Dabei wollten sie im Hafen am Hardenbergufer doch einem jungen Berufseinsteiger eine Chance geben. Einem Schulabgänger, der die Grundrechenarten beherrscht, der sich auszudrücken weiß in Wort und Schrift und der ein freundliches Benehmen an den Tag legt. Ein Hauptschulabschluss hätte genügt.

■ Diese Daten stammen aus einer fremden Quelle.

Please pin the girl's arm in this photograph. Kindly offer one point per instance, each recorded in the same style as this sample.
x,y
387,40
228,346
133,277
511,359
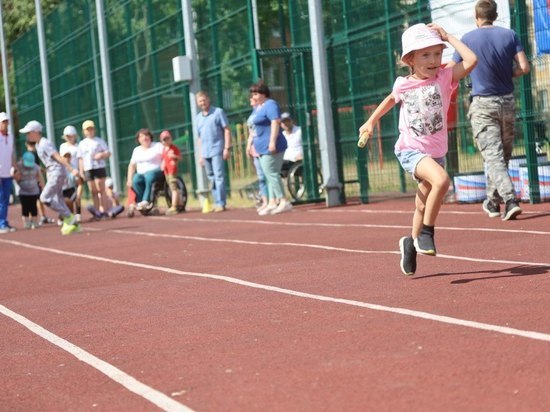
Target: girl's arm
x,y
469,59
131,171
381,110
275,125
41,182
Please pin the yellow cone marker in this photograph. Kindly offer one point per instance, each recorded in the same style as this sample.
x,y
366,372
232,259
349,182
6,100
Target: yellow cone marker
x,y
206,205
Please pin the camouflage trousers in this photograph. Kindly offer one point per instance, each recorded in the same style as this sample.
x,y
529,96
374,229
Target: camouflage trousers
x,y
492,119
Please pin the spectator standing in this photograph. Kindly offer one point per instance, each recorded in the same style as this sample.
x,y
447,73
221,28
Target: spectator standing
x,y
43,218
262,186
171,155
52,195
29,178
92,152
293,135
214,146
7,162
270,144
492,112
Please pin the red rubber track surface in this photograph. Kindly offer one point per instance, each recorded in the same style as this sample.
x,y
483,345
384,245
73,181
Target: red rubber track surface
x,y
304,311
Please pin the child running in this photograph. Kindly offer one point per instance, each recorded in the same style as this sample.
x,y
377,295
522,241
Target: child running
x,y
55,164
29,178
425,96
170,157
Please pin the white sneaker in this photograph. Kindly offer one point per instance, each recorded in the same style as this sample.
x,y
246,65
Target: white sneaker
x,y
142,205
267,210
282,208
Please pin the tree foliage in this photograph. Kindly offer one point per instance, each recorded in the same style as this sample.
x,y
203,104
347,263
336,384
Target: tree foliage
x,y
19,16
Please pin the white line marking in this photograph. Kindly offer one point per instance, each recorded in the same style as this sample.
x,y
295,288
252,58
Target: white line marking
x,y
314,246
159,399
401,311
409,212
359,225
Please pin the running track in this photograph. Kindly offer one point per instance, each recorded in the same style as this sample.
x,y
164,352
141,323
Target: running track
x,y
305,311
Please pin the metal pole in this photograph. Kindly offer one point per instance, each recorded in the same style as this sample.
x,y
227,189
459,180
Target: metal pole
x,y
324,110
107,93
4,51
194,87
97,81
44,71
254,38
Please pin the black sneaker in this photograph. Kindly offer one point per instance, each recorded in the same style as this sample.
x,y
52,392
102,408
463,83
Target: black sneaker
x,y
425,244
408,255
512,210
493,210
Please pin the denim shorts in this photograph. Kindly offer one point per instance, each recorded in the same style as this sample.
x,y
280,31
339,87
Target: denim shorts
x,y
409,159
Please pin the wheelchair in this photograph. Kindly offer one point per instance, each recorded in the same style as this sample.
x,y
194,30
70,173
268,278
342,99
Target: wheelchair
x,y
295,181
162,189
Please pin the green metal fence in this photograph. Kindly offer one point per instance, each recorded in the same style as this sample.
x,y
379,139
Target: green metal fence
x,y
363,47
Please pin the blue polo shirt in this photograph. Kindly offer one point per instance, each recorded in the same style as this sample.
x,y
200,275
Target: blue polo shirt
x,y
495,48
210,127
262,126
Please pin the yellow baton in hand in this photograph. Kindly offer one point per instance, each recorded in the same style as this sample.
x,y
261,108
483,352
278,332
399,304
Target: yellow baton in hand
x,y
363,139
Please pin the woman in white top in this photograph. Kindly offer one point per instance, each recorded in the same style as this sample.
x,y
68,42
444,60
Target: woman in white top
x,y
144,168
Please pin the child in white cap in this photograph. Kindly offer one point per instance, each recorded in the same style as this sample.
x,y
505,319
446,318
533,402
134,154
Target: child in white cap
x,y
93,152
29,178
52,194
69,148
425,96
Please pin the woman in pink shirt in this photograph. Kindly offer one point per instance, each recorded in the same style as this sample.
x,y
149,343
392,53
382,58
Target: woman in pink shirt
x,y
425,96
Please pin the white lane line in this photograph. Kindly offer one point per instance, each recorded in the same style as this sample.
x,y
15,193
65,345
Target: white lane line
x,y
314,246
409,212
401,311
157,398
353,225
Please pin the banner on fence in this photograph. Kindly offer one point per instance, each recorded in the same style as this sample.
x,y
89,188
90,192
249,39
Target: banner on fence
x,y
458,18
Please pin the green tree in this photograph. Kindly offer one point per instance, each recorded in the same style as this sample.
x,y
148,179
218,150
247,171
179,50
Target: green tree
x,y
19,16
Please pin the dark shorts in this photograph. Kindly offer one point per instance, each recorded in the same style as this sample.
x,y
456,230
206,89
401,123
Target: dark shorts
x,y
172,182
93,174
70,193
28,205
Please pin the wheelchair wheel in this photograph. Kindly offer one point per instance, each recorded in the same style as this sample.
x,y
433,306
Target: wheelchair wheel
x,y
296,182
182,189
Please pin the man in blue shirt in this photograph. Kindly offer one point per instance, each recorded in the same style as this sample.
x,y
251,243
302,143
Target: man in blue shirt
x,y
214,146
500,58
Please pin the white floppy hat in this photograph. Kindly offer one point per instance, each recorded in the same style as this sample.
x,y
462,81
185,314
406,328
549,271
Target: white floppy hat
x,y
32,126
69,131
419,37
64,150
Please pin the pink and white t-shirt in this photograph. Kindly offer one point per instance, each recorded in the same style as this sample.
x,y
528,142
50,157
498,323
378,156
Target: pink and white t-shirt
x,y
423,114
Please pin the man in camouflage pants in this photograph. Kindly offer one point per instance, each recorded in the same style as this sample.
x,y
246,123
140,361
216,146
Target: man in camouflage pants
x,y
492,111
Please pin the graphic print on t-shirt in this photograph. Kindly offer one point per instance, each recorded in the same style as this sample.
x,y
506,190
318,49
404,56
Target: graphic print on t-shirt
x,y
424,109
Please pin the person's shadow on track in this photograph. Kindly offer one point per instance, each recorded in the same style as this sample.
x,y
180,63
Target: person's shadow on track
x,y
514,271
534,216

Blaumann und Sicherheitsschuhe mit Stahlkappe

Nicht, dass es keine Bewerber gegeben hätte. Schließlich lockt eine Ausbildungsvergütung von 850 Euro und nach erfolgreich abgelegter Prüfung zum Matrosen eine Festanstellung mit der Aussicht zwei Jahre später das Patent als Schiffsführer zu erwerben. 2200 Euro brutto plus Zulagen kann ein „Kapitän“ im Monat nach Hause bringen.

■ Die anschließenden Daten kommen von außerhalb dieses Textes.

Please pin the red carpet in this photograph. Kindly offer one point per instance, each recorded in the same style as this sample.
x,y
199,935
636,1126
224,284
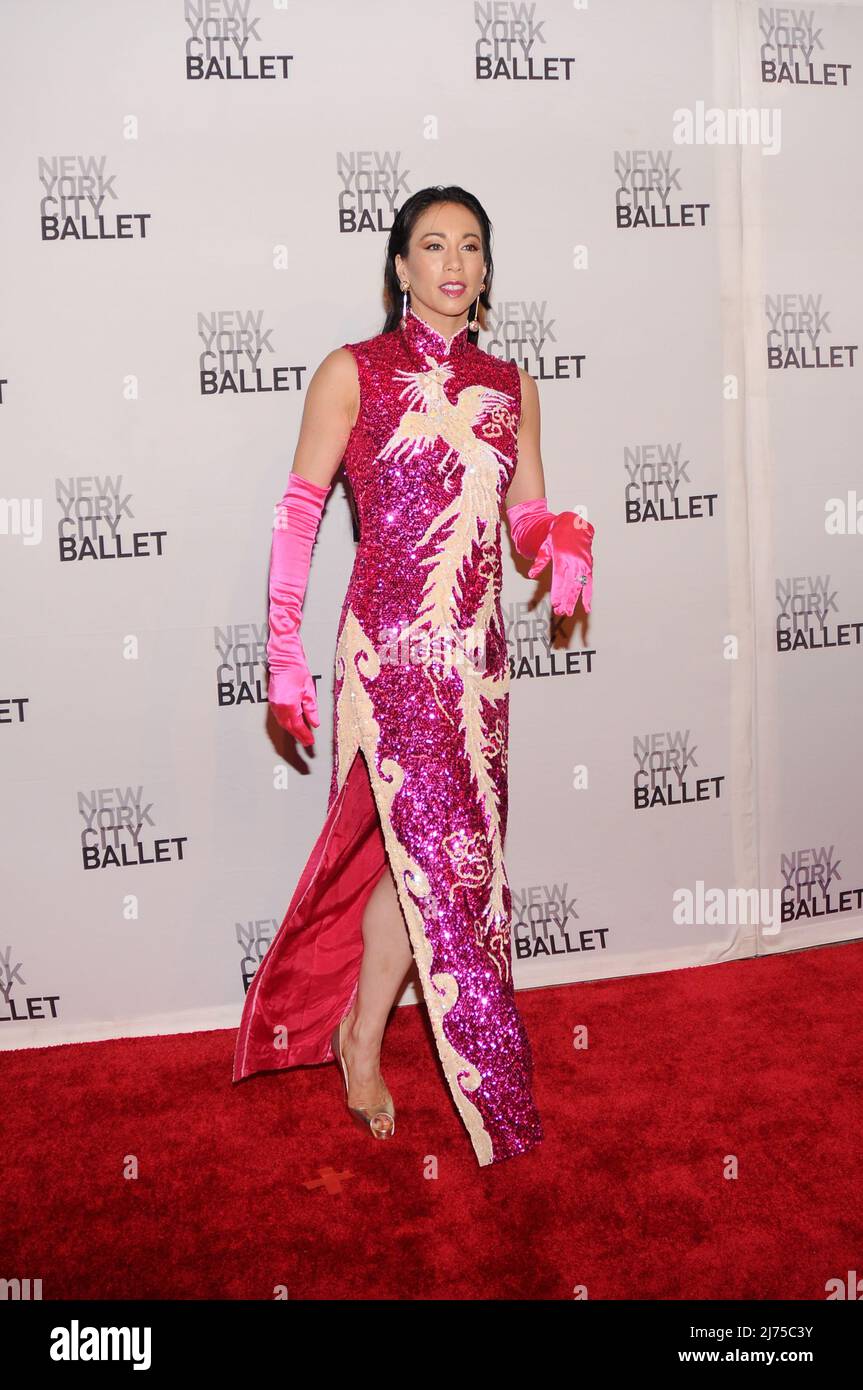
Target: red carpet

Aus 15 Bewerbern wählte Ewers einen Matrosenanwärter aus. „Der war eine Woche hier“ - um festzustellen, dass der Beruf des Binnenschiffers doch nicht das Richtige für ihn sei. Fünf weitere Bewerber kamen nach einem Praktikum an Bord zu dem gleichen Schluss. Offenbar hatten sie falsche Vorstellungen von dem, was sie erwarten würde: ein bisschen Schifffahren im weißen Hemd und blauer Tuchhose? Nichts da! Zur Arbeitskleidung gehören auch Blaumann und Sicherheitsschuhe mit Stahlkappe. Schleifen, putzen, scheuern und am Dieselmotor herumschrauben sind Teil der Ausbildung. „Wer hier arbeitet, hat ölige Finger“, sagt Ewers - und darf Überstunden und Wochenenddienste während der Saison nicht scheuen. „Wenn andere feiern, müssen wir arbeiten.“

Bus- und Straßenbahnfahrer anwerben

Ewers mag gar nicht verurteilen, dass dies nicht jedermanns Sache ist. Jugendliche hätten das gute Recht sich neu zu orientieren, um ihren eigenen Weg zu finden. Dass sich aber trotz der Arbeitslosenzahlen kein „Leichtmatrose“ fand, wundert ihn dann doch. Um seine Mannschaft aufzufüllen, greift der Geschäftsführer auf ein bewährtes Patent zurück: Ewers will unter Bus- und Straßenbahnfahrern werben, die in der Sommersaison, als Bootsmann anheuern könnten.

So rekrutierte die Weiße Flotte schon ihre Besatzung, als sie noch unter der Flagge der Evag über Ruhr und Baldeneysee schipperte. Nach fünf Jahren könnte der Bootsmann sein Patent als Schiffsführer ablegen. Ewers weiß auch: So mancher potenzielle Kandidat zieht trotz Schichtdienst geregelte Arbeitszeiten vor. So bleibt die stille Hoffnung: „Vielleicht fällt ja doch noch einer vom Himmel.“

Einer wie Klaus Thiet.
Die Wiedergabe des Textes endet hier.